Individual components showed no statistically significant difference: all-cause mortality and non-fatal MI rates were numerically similar across groups. Unplanned revascularisation tended to be slightly higher in the immediate group, but without statistical significance.
Adverse event rates for stroke, major bleeding, and contrast-induced nephropathy were comparable between groups. However, cardiogenic shock during index hospitalization occurred more frequently in the immediate group (4% vs 2%).
Long-term follow-up is pending to elucidate further clinical implications.
Expert Commentary
OPTION-STEMI is among the largest randomized trials comparing immediate against staged complete revascularisation in STEMI with multivessel disease, a critical clinical dilemma. The findings suggest that while immediate revascularisation is feasible and generally safe, it does not meet the criterion for non-inferiority with staged revascularisation regarding major cardiovascular events at 1 year.
The slightly elevated rate of cardiogenic shock with immediate strategy warrants cautious patient selection, especially in hemodynamically unstable individuals. The trial’s open-label design is a limitation but endpoint adjudication was blinded, enhancing validity. Fractional flow reserve guidance for intermediate lesions is a pragmatic inclusion reflecting contemporary practice.
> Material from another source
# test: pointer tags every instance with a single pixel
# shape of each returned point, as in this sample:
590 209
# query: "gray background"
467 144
These results align with previous studies advocating staged complete revascularisation but contrast with some reports suggesting benefits of immediate multivessel PCI. Differences may derive from patient population, procedural technique, and criteria for timing.
Clinicians should individualize revascularisation timing based on patient stability, lesion complexity, and procedural considerations. Future guideline updates may integrate OPTION-STEMI evidence to refine recommendations.
Conclusion
The OPTION-STEMI trial demonstrates that immediate complete revascularisation during the index admission for STEMI patients with multivessel disease is not non-inferior to staged revascularisation with respect to 1-year composite outcomes. The modestly increased cardiogenic shock risk with the immediate approach emphasizes tailored clinical judgment over routine one-stage complete PCI. Ongoing long-term data and further trials may clarify optimal strategies to improve survival and reduce recurrent ischemic events in this high-risk population.
References
Kim MC, Ahn JH, Hyun DY, et al; OPTION-STEMI Investigators. Immediate versus staged complete revascularisation during index admission in patients with ST-segment elevation myocardial infarction and multivessel disease (OPTION-STEMI): a multicentre, non-inferiority, open-label, randomised trial. Lancet. 2025 Sep 6;406(10507):1032-1043. doi: 10.1016/S0140-6736(25)01529-6. PMID: 40902612.
Windecker S, Kolh P, Alfonso F, et al. 2014 ESC/EACTS Guidelines on myocardial revascularization. Eur Heart J. 2014;35(37):2541-2619.
Bainey KR, Mehta SR, Yuan Z, et al. Multivessel versus culprit-only stenting in patients with acute myocardial infarction and multivessel coronary artery disease: a systematic review and meta-analysis. J Am Coll Cardiol. 2020;75(16):2020-2032.